Quem vai ficar?

185 23 1
                                    


Maria de Lourdes

Eles foram até uma espécie de píer nos arredores da cidade, perto do rio. Ali, havia um pequeno bar. O barman era um homem careca com cara de poucos amigos. Apesar de ser dia, o bar era incrivelmente escuro. Como Lola ainda não tinha almoçado, eles pediram uma porção de engorduradas batatas fritas. Eram horríveis e tinham gosto de óleo, mas a Coca-Cola que Eric pediu ajudava a engolir.

O rapaz estava sendo bem gentil, largando suas responsabilidades para cuidar dela e até mentindo para seus pais sobre onde estava — tudo porque Lola disse que não queria perguntas sobre Catarina e Lucas. Eric concordou com tudo, desde que ela não bebesse. A menina atribuiu esse cuidado todo ao fato dele estar estudando para ser médico.

Depois de algum tempo, ela decidiu ligar o telefone. Havia várias ligações perdidas de sua mãe. Lola pensou em ligar de volta, porém, só em pensar na quantidade de broncas que iria ouvir, ela afastou aquilo de sua cabeça. Eric não era Luan, que apenas com um sobrenome fazia sua mãe ficar de bom humor pelo resto da semana. Ela desligou o celular de novo e colocou-o no bolso da calça, para não ser incomodada.

— Então — Eric perguntou, virando o último gole de sua cerveja —, está mais calma agora?

— Eu nunca estive nervosa. — Ela revirou os olhos. — Mas sim, eu estou me sentindo melhor.

Ela não estava mentindo. Conversar com Eric a ajudou a relaxar. A esquecer Felipe e Luan, e as acusações de Lara. Eles eram amigos, ou mais que isso, que não se viam há algum tempo — isso contava para alguma coisa. Contaram sobre suas vidas atuais, mas, dessa vez, contaram de verdade. Nada daquelas amenidades que permeavam os diálogos dos dois sempre que se esbarravam sem querer, como naquela noite na casa de Juno, quando toda aquela confusão começara.

— Sabe — ele disse —, meu pai sempre disse que você seria igualzinha ao Lucas. — Eric a fitava intensamente. — Olhando para você agora, eu acho que o velho tinha razão.

— Eu não gosto de falar sobre ele. — Lola abaixou a cabeça e fitou a lata de coca. — Você sabe disso.

— Meu pai também não — Eric contou. — Ele ficou bem chateado. Diz que Lucas nunca tinha feito algo desse tipo. Ir embora e não dizer para onde ia.

— Você nunca me disse isso. — Ela riu amargamente.

— Você nunca perguntou. — Eric deu de ombros.

Nesse momento, Lola levantou a cabeça e encarou Eric.

— Ele gostava de viajar?

— Bem, foi assim que meu pai e seu pai se conheceram — Eric respondeu, contendo um riso que teimava em escapar por entre seus lábios. — E nas fotos de viagens de meu pai, seu pai sempre está ao lado dele. Então, acho que ele deveria gostar um pouco.
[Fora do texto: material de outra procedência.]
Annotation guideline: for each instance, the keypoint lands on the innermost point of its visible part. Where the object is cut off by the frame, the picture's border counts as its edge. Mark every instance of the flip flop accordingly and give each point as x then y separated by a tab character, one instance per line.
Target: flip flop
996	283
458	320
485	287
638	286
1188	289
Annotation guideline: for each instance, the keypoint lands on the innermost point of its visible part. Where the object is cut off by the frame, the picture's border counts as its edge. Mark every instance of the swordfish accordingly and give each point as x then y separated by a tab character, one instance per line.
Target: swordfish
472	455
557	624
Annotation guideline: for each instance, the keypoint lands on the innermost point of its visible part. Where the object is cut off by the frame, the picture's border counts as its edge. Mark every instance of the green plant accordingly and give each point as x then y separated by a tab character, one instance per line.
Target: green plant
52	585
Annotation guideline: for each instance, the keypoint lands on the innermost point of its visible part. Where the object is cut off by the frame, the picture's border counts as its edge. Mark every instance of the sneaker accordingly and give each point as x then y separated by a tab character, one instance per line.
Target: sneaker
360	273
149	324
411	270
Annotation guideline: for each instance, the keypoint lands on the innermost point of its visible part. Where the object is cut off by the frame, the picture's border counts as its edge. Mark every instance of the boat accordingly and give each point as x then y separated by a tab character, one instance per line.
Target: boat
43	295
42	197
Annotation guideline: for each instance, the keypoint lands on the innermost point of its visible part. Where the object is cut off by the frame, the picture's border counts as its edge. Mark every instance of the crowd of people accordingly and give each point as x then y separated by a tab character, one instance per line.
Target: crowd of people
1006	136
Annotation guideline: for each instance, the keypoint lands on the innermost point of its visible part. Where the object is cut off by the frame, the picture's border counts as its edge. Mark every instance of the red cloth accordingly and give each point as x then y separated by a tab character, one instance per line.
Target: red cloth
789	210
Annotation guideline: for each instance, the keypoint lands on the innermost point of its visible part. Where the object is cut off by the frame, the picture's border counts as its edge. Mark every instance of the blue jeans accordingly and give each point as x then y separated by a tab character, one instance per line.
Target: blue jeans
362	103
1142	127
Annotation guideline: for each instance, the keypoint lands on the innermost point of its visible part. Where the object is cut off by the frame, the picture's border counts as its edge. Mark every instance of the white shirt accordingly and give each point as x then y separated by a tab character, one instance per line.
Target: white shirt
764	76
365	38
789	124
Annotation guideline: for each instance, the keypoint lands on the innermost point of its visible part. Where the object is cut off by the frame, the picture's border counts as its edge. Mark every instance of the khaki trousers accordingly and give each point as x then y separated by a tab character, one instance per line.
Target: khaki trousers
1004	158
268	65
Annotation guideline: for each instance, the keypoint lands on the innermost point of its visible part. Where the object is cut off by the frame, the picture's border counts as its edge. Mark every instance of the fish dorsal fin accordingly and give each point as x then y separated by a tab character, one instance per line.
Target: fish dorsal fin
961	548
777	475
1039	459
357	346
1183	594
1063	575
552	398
— Eu nem sabia que meu pai tinha dinheiro para viajar assim — ela murmurou, porém Eric ouviu, porque respondeu:

— Bem, até onde meu pai conta, Lucas herdou uma pequena fortuna dos seus avós.

Herdeiro. E aventureiro. Era incrível a quantidade de coisas sobre o pai que ela não sabia. Dos amigos dele, só conhecia Garcia e Sandra. Não lembrava qual era sua profissão, nem sequer lembrava-se de ver o pai trabalhando quando moravam juntos. A única coisa que sabia com certeza era que um dia, quando tinha nove anos, acordou e seu pai não estava mais em casa. Ele nunca mais voltou. Ligou algumas vezes durante aquele ano e no aniversário de trezes anos dela. Depois disso, desapareceu de vez.

Nunca lhe ocorreu perguntar algo a Garcia e Sandra. Muito menos conversara sobre isso com Eric, alguma vez. Preferiu fingir que o desaparecimento de Lucas não lhe afetava em nada.